De la selva nada, no salió ninguna anaconda, huellas a montones, de jaguar, de tigre, de elefantes, había que abrirse paso y pegar pataditas a los cocodrilos para que te dejasen pasar; a las culebras las utilizamos de lianas; pero vamos, quitando eso casi nada, muchos papagayos y tucanes haciendo más ruido que la leche. En algún lugar hicimos un poco el indio con las lianas, esas cosas en las que se columpiaba la mona Chita, o Tarzán, no sé. Son las leche esas cosas, te agarras en un extremo, tomas carrerilla y cojonudo, eso empieza a volar visto y no visto; lo malo es que a veces empiezas a ver que los árboles se aproximan a toda velocidad hacia tus lindas narices y aquello no hay quien lo pare; no obstante no hubo trompazos de consecuencia.

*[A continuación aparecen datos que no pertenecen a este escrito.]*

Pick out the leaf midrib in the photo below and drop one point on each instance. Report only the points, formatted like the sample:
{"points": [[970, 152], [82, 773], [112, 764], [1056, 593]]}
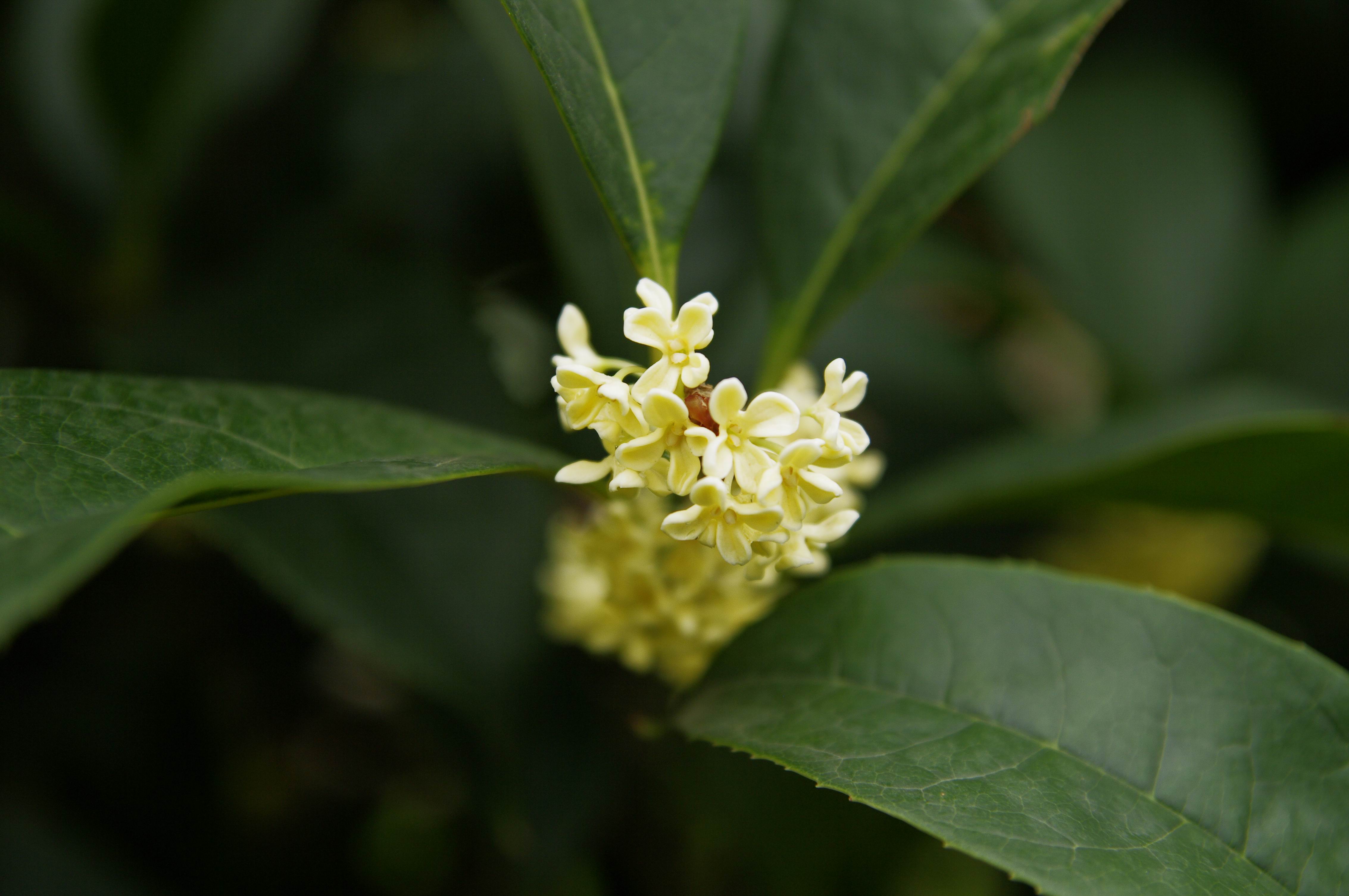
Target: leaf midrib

Vamos, que después de dos días de semejantes aventuras, no nos merecíamos un viaje de regreso a La Paz así, puros bultos de carga metidos en cajones de madera. Nos dice un holandés, el mismo al que quería ligar cuando lo de la abaeja, que el viaje de regreso es mucho mejor que el de ida, porque al volver el coche va por la parte de dentro, la que da a la montaña, y es más difícil que se caiga. Describía verdaderas historias de horas para poder cruzarse dos coches en la misma ruta; como los dos coches no suelen caber, el de fuera siempre va de culo, con las ruedas de fuera al borde del patatús. En estos casos se aconseja a los pasajeros pasar al lado contrario para hacer contrapeso, por eso de la cosa de la gravedad y porque la carretera circula sobre bonitos vacíos de dos mil metros.